Montréal (Québec), 1954
Composer • facteur d’instrument de musique

After studying harpsichord performance at Université de Montréal, Yves Beaupré devoted himself to the building of harpsichords, which involved historical research and acoustic research on timbres and materials. For the last twenty years he has been making harpsichords, spinets, and virginals in his Montréal workshop with the art and mastery that have earned him an international reputation. His instruments can be found in several North American and European cities. He has built some hundred instruments to date.

As a musical advisor, a recording advisor, and a harpsichord and piano tuner, he has played a part in about thirty album recordings as well as in radio broadcasts.

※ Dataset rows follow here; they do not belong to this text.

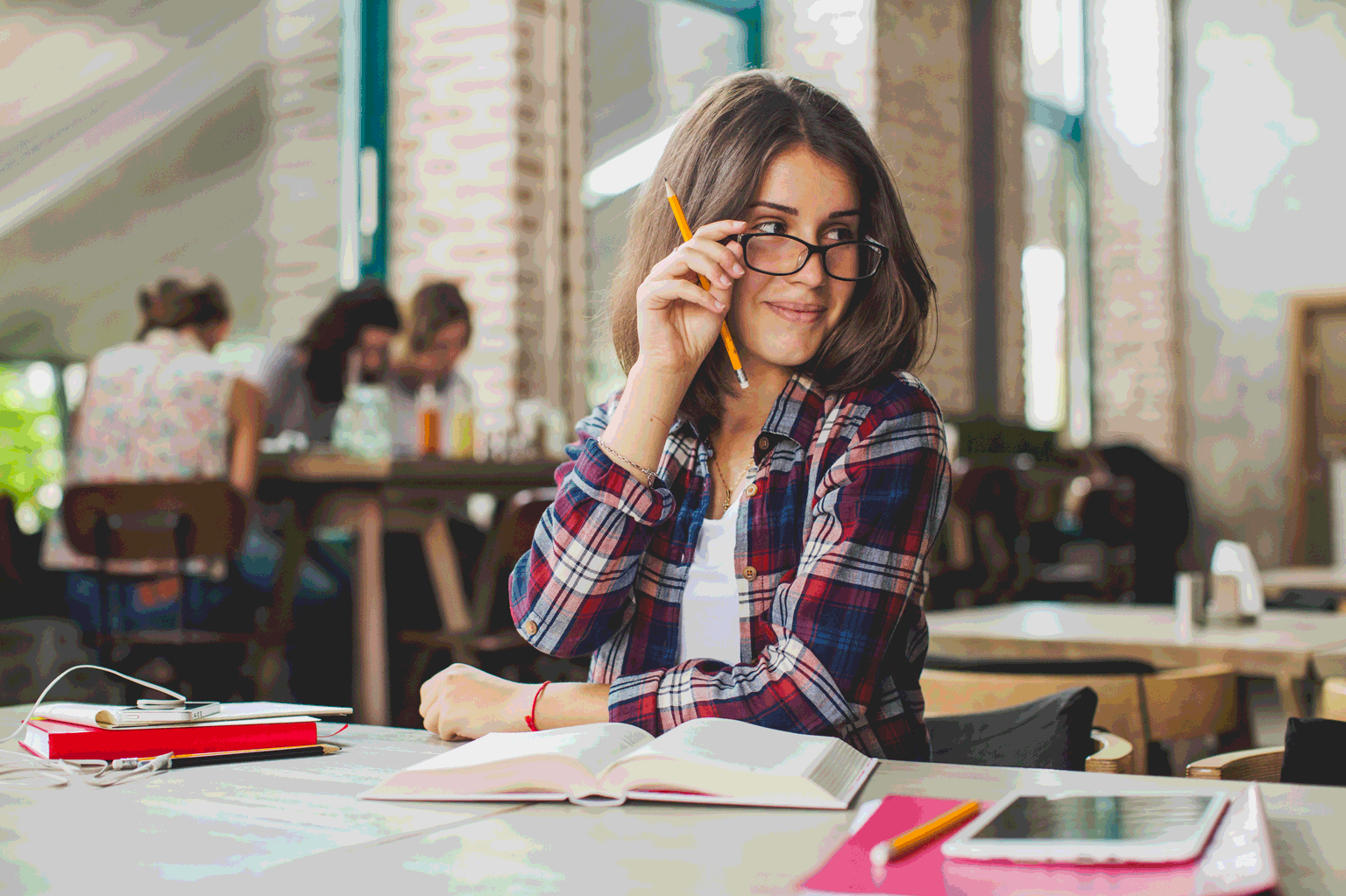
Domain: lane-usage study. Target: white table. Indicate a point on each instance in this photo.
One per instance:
(1331, 664)
(295, 826)
(1282, 645)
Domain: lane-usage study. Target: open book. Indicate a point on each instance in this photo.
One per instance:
(705, 760)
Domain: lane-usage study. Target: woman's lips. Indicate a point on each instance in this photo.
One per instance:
(797, 313)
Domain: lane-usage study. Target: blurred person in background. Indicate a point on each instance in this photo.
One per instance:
(441, 331)
(304, 381)
(304, 384)
(160, 408)
(441, 328)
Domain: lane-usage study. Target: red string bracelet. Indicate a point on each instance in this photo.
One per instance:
(532, 717)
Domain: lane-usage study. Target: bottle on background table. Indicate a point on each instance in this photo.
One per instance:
(429, 416)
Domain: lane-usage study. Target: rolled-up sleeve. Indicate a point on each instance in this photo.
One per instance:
(848, 620)
(577, 579)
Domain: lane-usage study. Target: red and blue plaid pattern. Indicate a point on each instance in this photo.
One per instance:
(831, 556)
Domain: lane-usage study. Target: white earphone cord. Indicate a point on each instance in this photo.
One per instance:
(89, 770)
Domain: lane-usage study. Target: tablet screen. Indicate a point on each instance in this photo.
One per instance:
(1100, 818)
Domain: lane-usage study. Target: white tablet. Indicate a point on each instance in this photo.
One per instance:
(1087, 829)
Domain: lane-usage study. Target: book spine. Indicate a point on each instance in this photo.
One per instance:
(35, 740)
(122, 743)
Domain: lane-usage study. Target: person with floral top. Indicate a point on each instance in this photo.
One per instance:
(158, 409)
(745, 554)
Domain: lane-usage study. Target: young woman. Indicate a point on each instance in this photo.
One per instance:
(304, 381)
(748, 554)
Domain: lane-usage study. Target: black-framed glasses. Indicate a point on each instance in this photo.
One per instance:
(781, 255)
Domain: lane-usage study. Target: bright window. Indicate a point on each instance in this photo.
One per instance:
(1055, 265)
(32, 458)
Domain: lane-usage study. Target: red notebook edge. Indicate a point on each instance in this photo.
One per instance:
(67, 740)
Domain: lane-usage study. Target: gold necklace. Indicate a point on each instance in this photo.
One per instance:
(728, 491)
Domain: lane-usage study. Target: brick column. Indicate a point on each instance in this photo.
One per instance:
(921, 128)
(1010, 109)
(484, 186)
(452, 136)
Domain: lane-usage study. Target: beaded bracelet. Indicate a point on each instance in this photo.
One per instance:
(609, 448)
(532, 717)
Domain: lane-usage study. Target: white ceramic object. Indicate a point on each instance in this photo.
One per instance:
(1235, 559)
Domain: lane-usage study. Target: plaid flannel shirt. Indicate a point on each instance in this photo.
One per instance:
(847, 497)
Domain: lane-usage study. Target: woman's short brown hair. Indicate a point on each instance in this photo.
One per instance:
(434, 307)
(715, 160)
(174, 303)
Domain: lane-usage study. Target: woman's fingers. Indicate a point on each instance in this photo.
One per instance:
(667, 291)
(693, 258)
(718, 230)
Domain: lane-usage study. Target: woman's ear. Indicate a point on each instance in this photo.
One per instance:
(213, 334)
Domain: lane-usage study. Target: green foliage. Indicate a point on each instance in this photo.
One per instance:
(32, 459)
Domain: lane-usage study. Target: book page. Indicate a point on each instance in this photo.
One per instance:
(726, 760)
(740, 745)
(592, 747)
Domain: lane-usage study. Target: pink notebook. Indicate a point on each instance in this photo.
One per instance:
(1237, 861)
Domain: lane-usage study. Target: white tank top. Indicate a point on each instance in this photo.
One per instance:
(710, 622)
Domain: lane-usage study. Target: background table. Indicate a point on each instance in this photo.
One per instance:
(294, 825)
(1280, 646)
(1331, 662)
(334, 489)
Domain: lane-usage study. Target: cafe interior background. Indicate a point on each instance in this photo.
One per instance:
(1131, 210)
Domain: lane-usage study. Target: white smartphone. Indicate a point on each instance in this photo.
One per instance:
(1085, 829)
(151, 712)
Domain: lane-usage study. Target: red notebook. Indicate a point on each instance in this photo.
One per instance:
(1236, 863)
(67, 740)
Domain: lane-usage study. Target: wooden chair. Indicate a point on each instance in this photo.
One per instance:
(1314, 747)
(1331, 700)
(1178, 704)
(1260, 765)
(1112, 753)
(509, 540)
(156, 521)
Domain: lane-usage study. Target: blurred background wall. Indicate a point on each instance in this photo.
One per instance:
(1117, 198)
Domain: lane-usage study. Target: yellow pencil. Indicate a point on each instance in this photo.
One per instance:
(917, 837)
(705, 284)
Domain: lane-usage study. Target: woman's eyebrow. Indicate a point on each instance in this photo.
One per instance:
(790, 210)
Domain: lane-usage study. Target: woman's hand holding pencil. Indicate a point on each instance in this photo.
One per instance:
(683, 301)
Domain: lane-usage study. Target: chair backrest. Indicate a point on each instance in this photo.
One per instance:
(1192, 702)
(1119, 708)
(1169, 705)
(155, 519)
(1049, 732)
(509, 540)
(1314, 752)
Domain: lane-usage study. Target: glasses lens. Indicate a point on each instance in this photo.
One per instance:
(854, 260)
(774, 255)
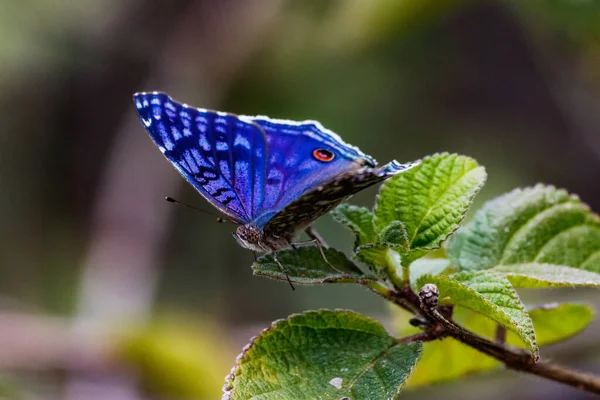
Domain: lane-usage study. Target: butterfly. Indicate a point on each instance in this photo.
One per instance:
(272, 177)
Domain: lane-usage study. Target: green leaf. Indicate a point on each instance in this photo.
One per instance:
(488, 294)
(385, 252)
(306, 265)
(540, 224)
(322, 355)
(394, 235)
(427, 266)
(547, 275)
(431, 199)
(552, 324)
(556, 322)
(359, 220)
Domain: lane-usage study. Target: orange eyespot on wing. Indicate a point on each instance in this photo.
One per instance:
(323, 155)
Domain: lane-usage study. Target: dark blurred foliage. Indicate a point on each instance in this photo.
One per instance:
(90, 251)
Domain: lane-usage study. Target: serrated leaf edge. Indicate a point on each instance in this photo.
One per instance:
(230, 378)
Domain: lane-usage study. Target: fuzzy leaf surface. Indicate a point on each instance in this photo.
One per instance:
(488, 294)
(306, 265)
(322, 355)
(539, 224)
(359, 220)
(431, 199)
(547, 275)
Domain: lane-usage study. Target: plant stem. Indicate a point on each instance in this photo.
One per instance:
(439, 327)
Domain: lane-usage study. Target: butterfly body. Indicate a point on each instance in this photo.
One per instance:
(272, 177)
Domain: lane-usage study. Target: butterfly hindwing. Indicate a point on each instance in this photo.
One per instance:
(221, 155)
(318, 201)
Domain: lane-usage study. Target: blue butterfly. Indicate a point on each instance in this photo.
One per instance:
(272, 177)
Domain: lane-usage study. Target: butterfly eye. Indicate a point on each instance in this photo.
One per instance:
(323, 155)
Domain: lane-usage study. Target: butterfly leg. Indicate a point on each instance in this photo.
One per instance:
(321, 245)
(283, 270)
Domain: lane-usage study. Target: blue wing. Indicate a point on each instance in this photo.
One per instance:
(292, 170)
(221, 155)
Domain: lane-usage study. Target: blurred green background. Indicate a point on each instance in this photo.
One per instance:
(108, 292)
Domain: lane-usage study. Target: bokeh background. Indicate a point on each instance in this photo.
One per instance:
(108, 292)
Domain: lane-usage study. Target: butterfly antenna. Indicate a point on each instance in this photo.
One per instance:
(220, 219)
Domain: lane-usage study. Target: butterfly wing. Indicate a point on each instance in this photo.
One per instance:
(222, 155)
(318, 201)
(292, 167)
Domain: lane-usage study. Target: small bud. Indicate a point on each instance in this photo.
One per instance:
(429, 296)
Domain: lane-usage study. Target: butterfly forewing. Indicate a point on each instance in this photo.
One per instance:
(292, 169)
(221, 155)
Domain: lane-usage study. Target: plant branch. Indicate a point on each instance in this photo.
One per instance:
(439, 326)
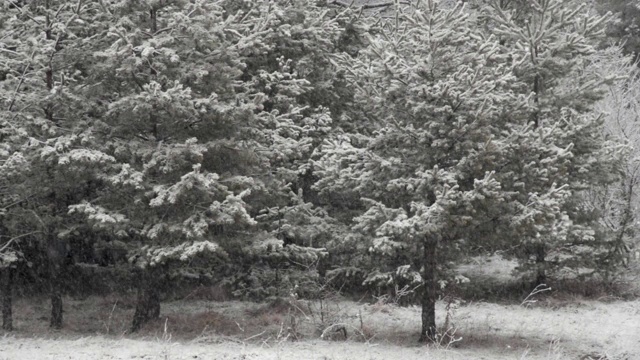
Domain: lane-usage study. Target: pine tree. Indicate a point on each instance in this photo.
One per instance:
(208, 118)
(553, 45)
(46, 119)
(467, 137)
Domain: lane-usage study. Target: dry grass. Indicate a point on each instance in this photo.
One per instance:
(485, 330)
(554, 326)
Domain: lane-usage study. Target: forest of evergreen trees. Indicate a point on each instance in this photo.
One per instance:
(278, 146)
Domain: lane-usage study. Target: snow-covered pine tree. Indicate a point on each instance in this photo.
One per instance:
(456, 149)
(553, 45)
(435, 96)
(45, 47)
(208, 116)
(617, 203)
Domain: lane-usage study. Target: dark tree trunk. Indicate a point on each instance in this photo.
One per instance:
(429, 294)
(148, 299)
(7, 298)
(56, 296)
(541, 277)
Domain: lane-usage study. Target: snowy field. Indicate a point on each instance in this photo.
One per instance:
(237, 330)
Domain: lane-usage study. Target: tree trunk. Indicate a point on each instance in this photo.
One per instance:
(56, 296)
(429, 294)
(148, 299)
(7, 298)
(541, 277)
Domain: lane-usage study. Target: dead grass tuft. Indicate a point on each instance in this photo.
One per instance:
(189, 326)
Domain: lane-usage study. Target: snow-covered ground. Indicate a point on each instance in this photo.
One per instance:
(488, 331)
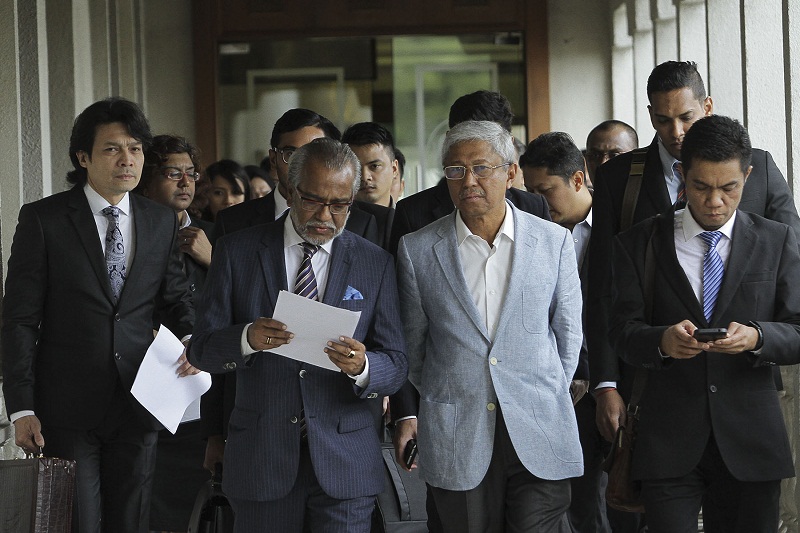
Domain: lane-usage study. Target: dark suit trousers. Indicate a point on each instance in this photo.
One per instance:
(305, 508)
(509, 498)
(729, 505)
(115, 464)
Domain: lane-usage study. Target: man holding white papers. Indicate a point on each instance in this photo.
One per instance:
(302, 448)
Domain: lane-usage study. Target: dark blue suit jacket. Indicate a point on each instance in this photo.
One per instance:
(263, 448)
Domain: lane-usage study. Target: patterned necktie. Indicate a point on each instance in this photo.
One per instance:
(115, 251)
(680, 202)
(306, 285)
(713, 270)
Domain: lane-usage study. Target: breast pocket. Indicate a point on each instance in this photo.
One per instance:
(536, 308)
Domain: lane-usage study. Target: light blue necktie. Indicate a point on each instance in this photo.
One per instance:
(115, 251)
(713, 270)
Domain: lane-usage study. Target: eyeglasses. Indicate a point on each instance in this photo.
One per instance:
(286, 153)
(336, 208)
(457, 172)
(177, 174)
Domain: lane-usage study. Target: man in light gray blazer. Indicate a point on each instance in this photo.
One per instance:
(491, 305)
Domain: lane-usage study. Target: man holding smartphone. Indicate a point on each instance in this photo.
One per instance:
(711, 431)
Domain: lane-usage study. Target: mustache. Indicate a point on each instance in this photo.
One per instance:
(471, 192)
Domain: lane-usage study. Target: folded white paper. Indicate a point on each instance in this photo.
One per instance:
(159, 389)
(313, 324)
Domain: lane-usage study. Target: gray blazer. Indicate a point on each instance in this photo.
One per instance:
(462, 376)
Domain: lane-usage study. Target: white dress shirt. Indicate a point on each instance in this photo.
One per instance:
(320, 263)
(486, 267)
(691, 249)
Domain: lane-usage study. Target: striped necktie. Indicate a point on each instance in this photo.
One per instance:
(713, 271)
(115, 251)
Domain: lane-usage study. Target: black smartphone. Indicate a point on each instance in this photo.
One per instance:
(709, 334)
(410, 453)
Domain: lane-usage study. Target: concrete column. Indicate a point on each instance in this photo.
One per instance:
(665, 28)
(641, 29)
(765, 82)
(622, 93)
(725, 82)
(692, 39)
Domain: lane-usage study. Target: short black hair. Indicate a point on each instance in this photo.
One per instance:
(298, 118)
(716, 138)
(108, 111)
(672, 75)
(230, 170)
(608, 125)
(401, 161)
(366, 133)
(158, 152)
(482, 105)
(555, 151)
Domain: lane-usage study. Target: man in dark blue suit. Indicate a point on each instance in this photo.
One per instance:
(302, 450)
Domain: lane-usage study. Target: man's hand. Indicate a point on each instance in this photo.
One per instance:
(577, 389)
(184, 367)
(266, 333)
(404, 431)
(678, 343)
(193, 241)
(215, 452)
(28, 434)
(348, 354)
(610, 413)
(740, 339)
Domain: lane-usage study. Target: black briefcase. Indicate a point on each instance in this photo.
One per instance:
(36, 495)
(212, 512)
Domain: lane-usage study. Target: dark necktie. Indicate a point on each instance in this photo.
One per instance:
(713, 270)
(680, 202)
(306, 286)
(115, 251)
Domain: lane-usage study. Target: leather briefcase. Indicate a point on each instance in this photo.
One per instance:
(36, 495)
(623, 492)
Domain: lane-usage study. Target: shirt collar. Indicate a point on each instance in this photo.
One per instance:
(692, 229)
(97, 203)
(292, 238)
(667, 161)
(506, 228)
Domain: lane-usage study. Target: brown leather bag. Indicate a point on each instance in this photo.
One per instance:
(623, 492)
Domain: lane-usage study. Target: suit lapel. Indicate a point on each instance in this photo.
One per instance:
(81, 216)
(339, 270)
(744, 240)
(271, 257)
(446, 251)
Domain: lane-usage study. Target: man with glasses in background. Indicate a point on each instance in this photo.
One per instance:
(302, 451)
(491, 305)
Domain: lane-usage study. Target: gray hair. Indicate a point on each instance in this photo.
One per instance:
(331, 153)
(492, 133)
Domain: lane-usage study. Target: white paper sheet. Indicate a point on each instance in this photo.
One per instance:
(313, 324)
(159, 389)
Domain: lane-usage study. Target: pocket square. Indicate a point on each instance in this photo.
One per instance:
(352, 294)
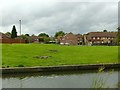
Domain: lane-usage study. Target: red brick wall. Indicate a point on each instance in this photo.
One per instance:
(12, 41)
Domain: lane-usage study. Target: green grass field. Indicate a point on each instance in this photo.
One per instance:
(14, 55)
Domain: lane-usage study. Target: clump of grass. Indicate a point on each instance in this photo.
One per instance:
(99, 82)
(20, 65)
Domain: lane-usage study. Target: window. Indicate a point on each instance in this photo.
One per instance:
(94, 38)
(98, 38)
(103, 37)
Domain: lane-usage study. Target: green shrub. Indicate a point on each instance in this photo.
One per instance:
(20, 65)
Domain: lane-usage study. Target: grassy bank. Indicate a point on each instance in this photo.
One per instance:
(14, 55)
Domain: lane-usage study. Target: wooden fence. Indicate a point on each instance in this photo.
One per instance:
(6, 40)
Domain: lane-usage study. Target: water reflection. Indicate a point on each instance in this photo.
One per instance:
(68, 79)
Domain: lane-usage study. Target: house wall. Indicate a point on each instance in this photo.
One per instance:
(9, 40)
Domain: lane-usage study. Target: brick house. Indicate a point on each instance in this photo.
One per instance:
(70, 39)
(7, 39)
(99, 38)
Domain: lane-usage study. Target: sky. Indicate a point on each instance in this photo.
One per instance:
(51, 16)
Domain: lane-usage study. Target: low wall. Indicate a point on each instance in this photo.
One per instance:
(58, 68)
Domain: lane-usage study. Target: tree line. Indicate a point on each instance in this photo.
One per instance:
(43, 37)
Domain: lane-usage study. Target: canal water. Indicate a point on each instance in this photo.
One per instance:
(68, 79)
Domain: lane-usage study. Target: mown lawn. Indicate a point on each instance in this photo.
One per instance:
(14, 55)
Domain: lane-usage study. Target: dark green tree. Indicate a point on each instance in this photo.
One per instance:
(104, 30)
(14, 32)
(27, 35)
(43, 35)
(59, 33)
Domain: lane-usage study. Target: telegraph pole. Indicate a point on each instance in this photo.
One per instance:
(20, 27)
(20, 30)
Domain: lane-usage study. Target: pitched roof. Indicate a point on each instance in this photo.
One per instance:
(102, 34)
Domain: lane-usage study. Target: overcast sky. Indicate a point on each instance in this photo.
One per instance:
(50, 16)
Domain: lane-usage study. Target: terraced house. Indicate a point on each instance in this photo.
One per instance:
(100, 38)
(71, 39)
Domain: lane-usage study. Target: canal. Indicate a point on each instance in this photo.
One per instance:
(65, 79)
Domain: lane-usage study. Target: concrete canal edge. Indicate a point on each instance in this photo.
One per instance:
(59, 68)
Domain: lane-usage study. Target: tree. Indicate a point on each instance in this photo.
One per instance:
(8, 33)
(104, 30)
(14, 32)
(59, 33)
(43, 35)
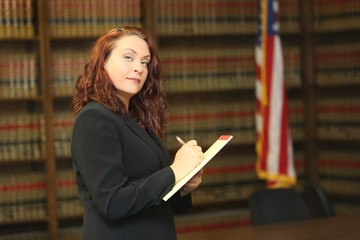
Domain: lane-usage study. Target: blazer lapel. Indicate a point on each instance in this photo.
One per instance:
(147, 138)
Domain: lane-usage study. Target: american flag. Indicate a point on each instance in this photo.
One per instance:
(275, 162)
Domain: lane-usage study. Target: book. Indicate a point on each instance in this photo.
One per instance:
(208, 155)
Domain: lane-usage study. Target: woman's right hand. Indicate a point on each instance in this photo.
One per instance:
(186, 159)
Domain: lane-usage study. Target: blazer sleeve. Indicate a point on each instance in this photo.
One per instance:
(97, 153)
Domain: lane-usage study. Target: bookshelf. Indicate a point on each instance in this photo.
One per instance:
(208, 58)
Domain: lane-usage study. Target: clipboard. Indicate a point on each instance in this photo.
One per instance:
(208, 155)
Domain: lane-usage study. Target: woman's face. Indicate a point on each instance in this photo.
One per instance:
(127, 66)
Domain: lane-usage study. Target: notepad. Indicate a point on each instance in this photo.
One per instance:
(208, 155)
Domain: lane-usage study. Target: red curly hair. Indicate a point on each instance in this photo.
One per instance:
(148, 107)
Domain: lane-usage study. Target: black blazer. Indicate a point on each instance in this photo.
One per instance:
(122, 173)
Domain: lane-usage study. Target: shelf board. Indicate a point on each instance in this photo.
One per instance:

Yves Beaupré is primarily concerned with tone. His constant work on sound has inevitably made him attentive to sound quality and to the pleasure of creation.

Fascinated by sound recording, in 1985 — the dawn of computer applications and samplers — he set up the small home studio that would allow him to carry out a wide range of sound research. He did work on frequency analysis and musical composition, experiments which would quickly lead him into electroacoustic music. Although building harpsichords still takes up a great deal of his time and energy, Yves Beaupré is devoting himself more and more to electroacoustic composition, a passion that has brought him even closer to music.

A few years ago, in collaboration with Édouard Lock, he had the opportunity to help set up a magnetic pickup system for harpsichord and then conduct sound research used for the LaLaLa Human Steps dance company’s performance entitled 2. In the summer of 2000, he composed some of the background music for a show entitled C.O.K.E., which was performed at Usine C, in Montréal.